Читаем 50/50. Опыт словаря нового мышления полностью

Начнем с разрыва. Всякое общество, пишет Фрейд, основано на совершенном совместно преступлении, например отцеубийстве. Всякая интеллектуальная революция также предполагает погребение под своим фундаментом одного или многих «прекрасных трупов». В этом смысле «новое мышление» не является исключением из правила. Впрочем, «преступление» совершается у всех на глазах. Жертвой в данном случае является приемный дядя марксизма-ленинизма (я хочу сказать, принятый последним) прусский офицер, мыслитель и стратег Клаузевиц: «Бывшая для своего времени классической формула Клаузевица, что война есть продолжение политики, только другими средствами, безнадежно устарела.
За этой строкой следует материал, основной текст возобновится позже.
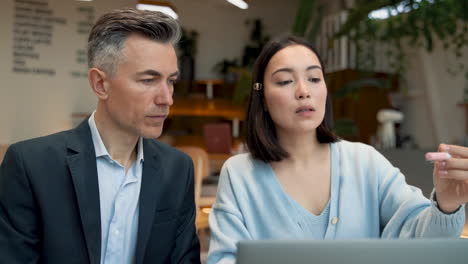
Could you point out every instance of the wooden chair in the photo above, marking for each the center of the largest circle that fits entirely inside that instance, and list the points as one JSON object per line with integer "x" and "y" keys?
{"x": 201, "y": 166}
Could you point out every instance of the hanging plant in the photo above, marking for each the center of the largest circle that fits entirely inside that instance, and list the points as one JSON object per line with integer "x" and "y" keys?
{"x": 410, "y": 22}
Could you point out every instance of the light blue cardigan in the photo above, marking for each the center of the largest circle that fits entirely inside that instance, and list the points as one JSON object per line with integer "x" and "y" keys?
{"x": 369, "y": 199}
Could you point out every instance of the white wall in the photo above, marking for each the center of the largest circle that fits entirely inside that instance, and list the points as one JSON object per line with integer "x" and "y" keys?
{"x": 432, "y": 113}
{"x": 36, "y": 105}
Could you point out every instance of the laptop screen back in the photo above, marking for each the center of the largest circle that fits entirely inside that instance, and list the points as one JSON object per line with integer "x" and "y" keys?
{"x": 378, "y": 251}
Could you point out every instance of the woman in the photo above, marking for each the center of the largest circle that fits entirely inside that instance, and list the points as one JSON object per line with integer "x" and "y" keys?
{"x": 300, "y": 181}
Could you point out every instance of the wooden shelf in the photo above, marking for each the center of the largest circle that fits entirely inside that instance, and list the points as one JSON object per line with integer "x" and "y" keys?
{"x": 207, "y": 107}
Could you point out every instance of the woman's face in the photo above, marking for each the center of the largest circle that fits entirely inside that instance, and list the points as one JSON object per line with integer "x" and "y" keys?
{"x": 295, "y": 90}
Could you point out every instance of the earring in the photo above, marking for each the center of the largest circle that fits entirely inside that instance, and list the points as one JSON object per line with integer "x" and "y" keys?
{"x": 257, "y": 86}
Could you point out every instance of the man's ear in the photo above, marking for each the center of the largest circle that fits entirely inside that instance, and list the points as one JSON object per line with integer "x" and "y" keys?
{"x": 97, "y": 80}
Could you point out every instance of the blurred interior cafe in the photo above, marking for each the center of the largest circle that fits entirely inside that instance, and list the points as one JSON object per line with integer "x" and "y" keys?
{"x": 401, "y": 91}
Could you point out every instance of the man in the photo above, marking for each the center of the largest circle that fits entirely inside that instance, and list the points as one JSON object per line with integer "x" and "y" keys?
{"x": 105, "y": 192}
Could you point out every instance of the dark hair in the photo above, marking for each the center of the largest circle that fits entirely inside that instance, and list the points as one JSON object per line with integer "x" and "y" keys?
{"x": 108, "y": 35}
{"x": 261, "y": 137}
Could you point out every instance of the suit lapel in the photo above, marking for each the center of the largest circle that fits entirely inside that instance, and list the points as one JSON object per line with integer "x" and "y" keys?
{"x": 81, "y": 161}
{"x": 150, "y": 189}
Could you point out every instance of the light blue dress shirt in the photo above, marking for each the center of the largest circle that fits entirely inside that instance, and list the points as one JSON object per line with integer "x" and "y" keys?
{"x": 119, "y": 194}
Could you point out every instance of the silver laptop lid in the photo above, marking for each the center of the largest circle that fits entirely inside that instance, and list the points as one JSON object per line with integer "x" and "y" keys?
{"x": 367, "y": 251}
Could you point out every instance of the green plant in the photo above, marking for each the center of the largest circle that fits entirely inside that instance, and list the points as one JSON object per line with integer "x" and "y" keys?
{"x": 256, "y": 42}
{"x": 243, "y": 70}
{"x": 308, "y": 19}
{"x": 415, "y": 23}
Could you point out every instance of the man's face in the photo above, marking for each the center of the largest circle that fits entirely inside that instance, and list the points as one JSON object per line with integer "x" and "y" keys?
{"x": 140, "y": 91}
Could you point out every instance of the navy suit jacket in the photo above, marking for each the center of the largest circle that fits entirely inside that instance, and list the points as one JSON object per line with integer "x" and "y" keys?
{"x": 49, "y": 203}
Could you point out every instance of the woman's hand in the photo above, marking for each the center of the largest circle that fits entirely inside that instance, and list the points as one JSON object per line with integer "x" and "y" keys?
{"x": 451, "y": 178}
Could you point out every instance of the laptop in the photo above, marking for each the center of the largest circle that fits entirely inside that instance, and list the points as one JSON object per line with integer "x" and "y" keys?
{"x": 366, "y": 251}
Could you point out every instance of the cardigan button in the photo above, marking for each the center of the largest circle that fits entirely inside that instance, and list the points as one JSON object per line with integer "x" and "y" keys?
{"x": 334, "y": 220}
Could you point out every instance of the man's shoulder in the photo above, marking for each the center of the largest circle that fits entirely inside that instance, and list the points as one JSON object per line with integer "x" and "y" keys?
{"x": 52, "y": 140}
{"x": 164, "y": 150}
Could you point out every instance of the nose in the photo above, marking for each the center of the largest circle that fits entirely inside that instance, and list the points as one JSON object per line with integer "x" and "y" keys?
{"x": 164, "y": 95}
{"x": 302, "y": 90}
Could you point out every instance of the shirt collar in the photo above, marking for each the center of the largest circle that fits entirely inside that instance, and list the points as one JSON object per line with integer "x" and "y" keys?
{"x": 99, "y": 146}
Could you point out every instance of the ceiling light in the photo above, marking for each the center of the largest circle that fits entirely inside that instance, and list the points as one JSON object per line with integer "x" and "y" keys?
{"x": 239, "y": 3}
{"x": 161, "y": 6}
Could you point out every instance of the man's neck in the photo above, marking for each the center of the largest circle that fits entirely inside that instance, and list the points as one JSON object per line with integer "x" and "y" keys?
{"x": 121, "y": 146}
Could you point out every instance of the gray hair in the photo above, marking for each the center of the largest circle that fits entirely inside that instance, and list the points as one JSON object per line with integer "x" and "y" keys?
{"x": 110, "y": 32}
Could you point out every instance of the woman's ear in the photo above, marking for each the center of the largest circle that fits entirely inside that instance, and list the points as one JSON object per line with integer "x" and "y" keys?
{"x": 97, "y": 80}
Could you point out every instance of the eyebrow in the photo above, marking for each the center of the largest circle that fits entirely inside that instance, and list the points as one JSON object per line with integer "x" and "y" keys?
{"x": 291, "y": 70}
{"x": 156, "y": 73}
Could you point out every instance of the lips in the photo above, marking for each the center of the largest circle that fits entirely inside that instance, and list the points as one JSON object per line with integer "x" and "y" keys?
{"x": 305, "y": 108}
{"x": 157, "y": 116}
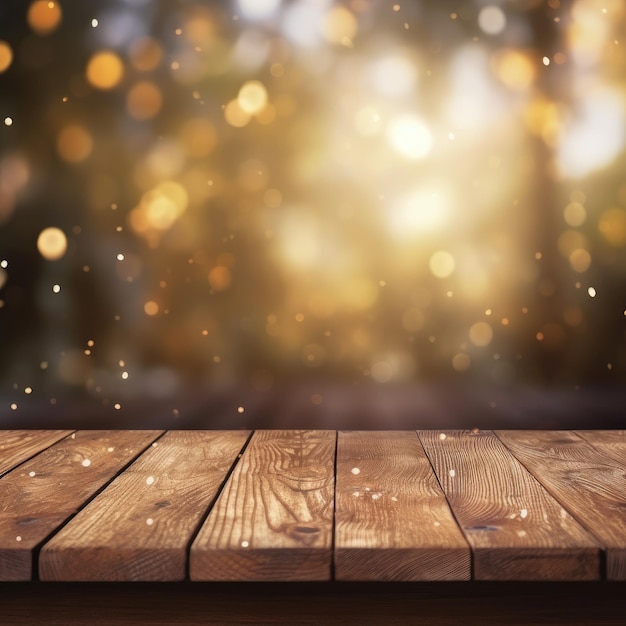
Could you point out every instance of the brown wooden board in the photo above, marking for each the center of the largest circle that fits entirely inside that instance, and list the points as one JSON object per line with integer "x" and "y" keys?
{"x": 392, "y": 521}
{"x": 139, "y": 527}
{"x": 17, "y": 446}
{"x": 41, "y": 494}
{"x": 516, "y": 529}
{"x": 273, "y": 519}
{"x": 589, "y": 482}
{"x": 609, "y": 442}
Ей место в библиотеках». Обратимся к истории. Сначала Энгельс, потом Ленин, а вслед за ними и китайские коммунисты присоединили военную мысль Клаузевица к марксизму. Клаузевиц разработал в теоретическом плане три возможности: повсеместное распространение войны в результате участия всей нации в революционных событиях; «полное напряжение всех сил» как абсолютная форма войны; превосходство оборонительных и народных войн. Ленин и китайские коммунисты интерпретировали эти аксиомы применительно к их глобальной концепции истории, империализма и мировой классовой борьбы в XX веке. В рамках этого новое прочтение: мир представлялся полем сражения, на котором проверялось, в каком направлении дует ветер истории. Они считали, что «антиимпериалистический лагерь» одержит победу в результате продолжительной народно-революционной войны, либо войны в защиту социалистического отечества, либо революционно-гражданских войн, либо национально-освободительной борьбы. Ленин считал, что социалисты никогда не были и не могут быть противниками революционных войн… Разоружение - это бегство от прискорбной действительности… типичная и специфически национальная программа малых государств; это отнюдь не международная программа международной революционной социал-демократии, а, напротив, программа оппортунистов, буржуазных пацифистов, реформистов…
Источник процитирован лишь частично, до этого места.